No. As of 2025 there is no standalone AI statute, no AI-specific bill confirmed before parliament, and no binding national AI strategy.
What governs AI in the absence of a dedicated law?
Constitutional privacy and data protection rights (Sections 36 to 38), the 2024 electronic commerce and electronic signatures decree-law, telecommunications and sector regulation, consumer and general law, plus voluntary UNESCO and ASEAN commitments.
Is there a data protection law or authority?

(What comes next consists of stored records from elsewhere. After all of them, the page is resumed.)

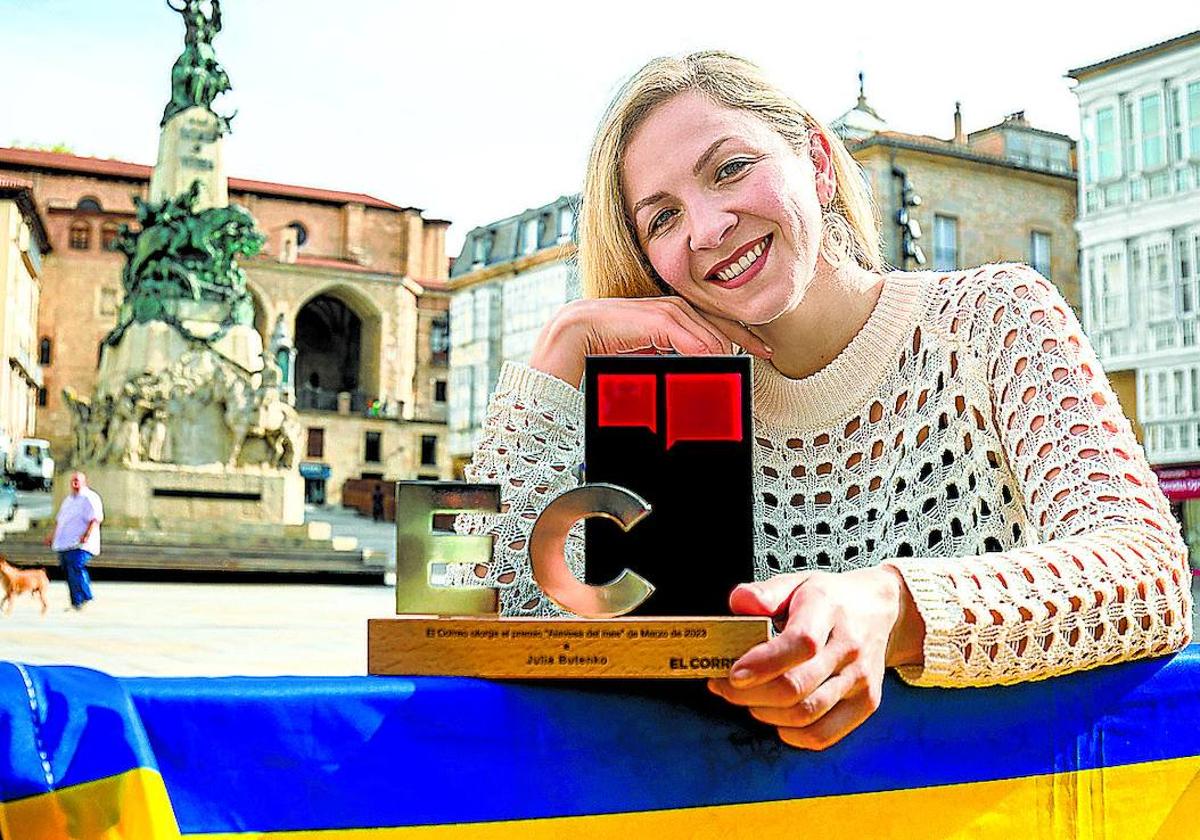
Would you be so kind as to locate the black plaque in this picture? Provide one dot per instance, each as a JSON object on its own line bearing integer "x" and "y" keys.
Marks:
{"x": 676, "y": 431}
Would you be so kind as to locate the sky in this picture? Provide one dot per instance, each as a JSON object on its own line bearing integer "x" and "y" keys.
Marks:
{"x": 475, "y": 112}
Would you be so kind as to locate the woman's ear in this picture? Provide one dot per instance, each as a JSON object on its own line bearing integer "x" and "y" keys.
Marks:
{"x": 822, "y": 165}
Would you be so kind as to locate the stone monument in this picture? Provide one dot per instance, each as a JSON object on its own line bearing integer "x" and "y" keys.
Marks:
{"x": 191, "y": 420}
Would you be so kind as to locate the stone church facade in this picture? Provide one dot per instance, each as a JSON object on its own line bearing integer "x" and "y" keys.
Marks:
{"x": 355, "y": 283}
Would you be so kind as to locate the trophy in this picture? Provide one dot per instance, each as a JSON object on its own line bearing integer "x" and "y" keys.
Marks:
{"x": 666, "y": 502}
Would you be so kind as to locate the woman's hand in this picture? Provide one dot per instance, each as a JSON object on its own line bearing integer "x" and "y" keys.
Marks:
{"x": 822, "y": 676}
{"x": 612, "y": 325}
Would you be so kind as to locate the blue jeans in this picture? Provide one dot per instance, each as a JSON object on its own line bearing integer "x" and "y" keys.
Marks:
{"x": 75, "y": 564}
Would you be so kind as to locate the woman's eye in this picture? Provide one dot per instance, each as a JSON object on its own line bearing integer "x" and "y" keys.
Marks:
{"x": 731, "y": 168}
{"x": 660, "y": 220}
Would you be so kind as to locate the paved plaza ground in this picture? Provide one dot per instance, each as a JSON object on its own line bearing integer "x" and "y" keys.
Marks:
{"x": 217, "y": 629}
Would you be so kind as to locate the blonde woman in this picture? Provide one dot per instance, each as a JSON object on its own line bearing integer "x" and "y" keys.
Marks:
{"x": 945, "y": 481}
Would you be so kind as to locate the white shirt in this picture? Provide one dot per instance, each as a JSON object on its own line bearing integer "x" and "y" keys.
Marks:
{"x": 76, "y": 511}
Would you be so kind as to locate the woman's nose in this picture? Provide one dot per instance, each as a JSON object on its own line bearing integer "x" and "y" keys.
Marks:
{"x": 709, "y": 226}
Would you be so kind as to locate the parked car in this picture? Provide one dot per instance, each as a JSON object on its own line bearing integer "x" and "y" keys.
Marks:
{"x": 31, "y": 463}
{"x": 7, "y": 501}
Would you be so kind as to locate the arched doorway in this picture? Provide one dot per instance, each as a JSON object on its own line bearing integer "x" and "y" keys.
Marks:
{"x": 329, "y": 353}
{"x": 261, "y": 327}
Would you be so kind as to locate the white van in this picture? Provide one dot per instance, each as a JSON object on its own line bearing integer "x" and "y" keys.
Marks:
{"x": 31, "y": 465}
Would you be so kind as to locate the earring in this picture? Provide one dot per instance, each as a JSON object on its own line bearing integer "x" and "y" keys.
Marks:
{"x": 837, "y": 239}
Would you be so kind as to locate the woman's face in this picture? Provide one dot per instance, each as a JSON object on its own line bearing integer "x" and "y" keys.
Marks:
{"x": 726, "y": 211}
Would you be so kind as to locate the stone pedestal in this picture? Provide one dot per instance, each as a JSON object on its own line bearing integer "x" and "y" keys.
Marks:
{"x": 190, "y": 150}
{"x": 219, "y": 501}
{"x": 154, "y": 347}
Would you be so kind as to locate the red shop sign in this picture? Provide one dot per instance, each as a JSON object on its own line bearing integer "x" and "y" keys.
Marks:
{"x": 1180, "y": 484}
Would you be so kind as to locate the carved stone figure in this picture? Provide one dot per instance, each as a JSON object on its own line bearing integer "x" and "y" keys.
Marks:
{"x": 262, "y": 413}
{"x": 180, "y": 255}
{"x": 197, "y": 78}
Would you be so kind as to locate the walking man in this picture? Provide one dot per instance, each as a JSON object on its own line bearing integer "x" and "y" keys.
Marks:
{"x": 76, "y": 537}
{"x": 377, "y": 503}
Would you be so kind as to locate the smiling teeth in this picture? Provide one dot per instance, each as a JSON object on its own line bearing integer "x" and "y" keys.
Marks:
{"x": 747, "y": 261}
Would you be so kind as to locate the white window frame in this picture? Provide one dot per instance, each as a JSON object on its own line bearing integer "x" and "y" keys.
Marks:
{"x": 946, "y": 255}
{"x": 1152, "y": 137}
{"x": 1041, "y": 265}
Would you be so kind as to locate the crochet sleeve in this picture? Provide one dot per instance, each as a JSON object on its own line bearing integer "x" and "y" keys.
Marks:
{"x": 1104, "y": 576}
{"x": 532, "y": 445}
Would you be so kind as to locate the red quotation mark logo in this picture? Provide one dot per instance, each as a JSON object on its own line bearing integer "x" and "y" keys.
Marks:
{"x": 627, "y": 400}
{"x": 703, "y": 407}
{"x": 700, "y": 406}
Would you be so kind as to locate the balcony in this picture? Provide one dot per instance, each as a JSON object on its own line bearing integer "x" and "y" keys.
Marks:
{"x": 1173, "y": 441}
{"x": 347, "y": 402}
{"x": 1132, "y": 345}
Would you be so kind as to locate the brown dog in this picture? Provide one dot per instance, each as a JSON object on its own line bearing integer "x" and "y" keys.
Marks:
{"x": 17, "y": 582}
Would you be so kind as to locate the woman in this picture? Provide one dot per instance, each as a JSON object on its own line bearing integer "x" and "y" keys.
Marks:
{"x": 945, "y": 481}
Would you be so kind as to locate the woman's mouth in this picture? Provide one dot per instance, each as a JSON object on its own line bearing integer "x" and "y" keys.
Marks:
{"x": 744, "y": 269}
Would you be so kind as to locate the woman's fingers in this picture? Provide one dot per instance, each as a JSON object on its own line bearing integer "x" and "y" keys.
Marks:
{"x": 833, "y": 726}
{"x": 742, "y": 336}
{"x": 718, "y": 342}
{"x": 810, "y": 622}
{"x": 811, "y": 708}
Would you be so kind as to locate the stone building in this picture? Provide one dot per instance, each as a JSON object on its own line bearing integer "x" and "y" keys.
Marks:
{"x": 353, "y": 282}
{"x": 1139, "y": 238}
{"x": 23, "y": 247}
{"x": 1002, "y": 193}
{"x": 510, "y": 277}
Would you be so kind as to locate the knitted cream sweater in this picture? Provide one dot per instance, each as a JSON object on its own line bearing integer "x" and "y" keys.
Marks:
{"x": 966, "y": 435}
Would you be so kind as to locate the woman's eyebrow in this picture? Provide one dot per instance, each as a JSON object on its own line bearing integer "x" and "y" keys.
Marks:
{"x": 702, "y": 161}
{"x": 648, "y": 201}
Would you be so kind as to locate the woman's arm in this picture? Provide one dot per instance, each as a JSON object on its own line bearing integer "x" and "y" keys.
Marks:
{"x": 532, "y": 445}
{"x": 1107, "y": 577}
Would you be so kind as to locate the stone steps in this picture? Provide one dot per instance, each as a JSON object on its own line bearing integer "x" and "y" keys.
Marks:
{"x": 228, "y": 556}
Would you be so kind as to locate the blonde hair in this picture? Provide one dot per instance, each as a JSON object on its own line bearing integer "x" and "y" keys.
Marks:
{"x": 611, "y": 262}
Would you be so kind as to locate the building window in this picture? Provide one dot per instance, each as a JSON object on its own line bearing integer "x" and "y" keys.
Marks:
{"x": 1105, "y": 144}
{"x": 565, "y": 223}
{"x": 301, "y": 233}
{"x": 81, "y": 235}
{"x": 1114, "y": 300}
{"x": 373, "y": 448}
{"x": 946, "y": 243}
{"x": 1153, "y": 144}
{"x": 316, "y": 448}
{"x": 1175, "y": 119}
{"x": 1194, "y": 120}
{"x": 1158, "y": 280}
{"x": 439, "y": 340}
{"x": 108, "y": 233}
{"x": 481, "y": 247}
{"x": 1187, "y": 288}
{"x": 529, "y": 235}
{"x": 1039, "y": 252}
{"x": 1128, "y": 145}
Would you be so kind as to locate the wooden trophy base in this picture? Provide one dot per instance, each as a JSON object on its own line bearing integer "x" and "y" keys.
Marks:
{"x": 561, "y": 648}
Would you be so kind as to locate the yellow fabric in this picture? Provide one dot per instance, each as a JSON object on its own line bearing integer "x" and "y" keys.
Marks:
{"x": 126, "y": 807}
{"x": 1137, "y": 802}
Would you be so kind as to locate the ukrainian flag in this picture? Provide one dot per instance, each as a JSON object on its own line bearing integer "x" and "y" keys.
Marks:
{"x": 1111, "y": 753}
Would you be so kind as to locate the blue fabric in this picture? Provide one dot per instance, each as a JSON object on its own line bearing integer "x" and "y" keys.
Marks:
{"x": 61, "y": 726}
{"x": 280, "y": 754}
{"x": 75, "y": 567}
{"x": 433, "y": 750}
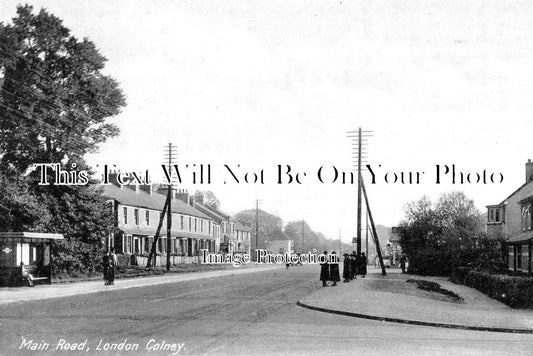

No general personal data protection law and no data protection authority exist yet. The Constitution protects personal data, but the implementing law it anticipates has not been enacted. A data protection bill has been under development.
How does ASEAN membership affect AI rules?
Timor-Leste became ASEAN's eleventh member on 26 October 2025. ASEAN's AI instruments, including the ASEAN Guide on AI Governance and Ethics, are voluntary and do not override national law, but they offer a likely template for future rules.
What is the UNESCO AI Readiness Assessment?
A diagnostic exercise using UNESCO's methodology, completed in Timor-Leste in 2025 with the Ministry of Transport and Communications, TIC Timor and Catalpa International, that identifies legal, institutional and capacity gaps and informs the planned revision of Timor Digital 2032.
Does the EU AI Act or GDPR apply in Timor-Leste?
Not directly, but their extraterritorial scope can reach organisations whose activities or data flows connect to the EU, so cross-border deployments should account for them.
Is AI already being used in Timor-Leste?
Yes. Universities, the private sector and development partners use AI for research, climate forecasting, health and disaster early warning, ahead of any dedicated regulatory framework.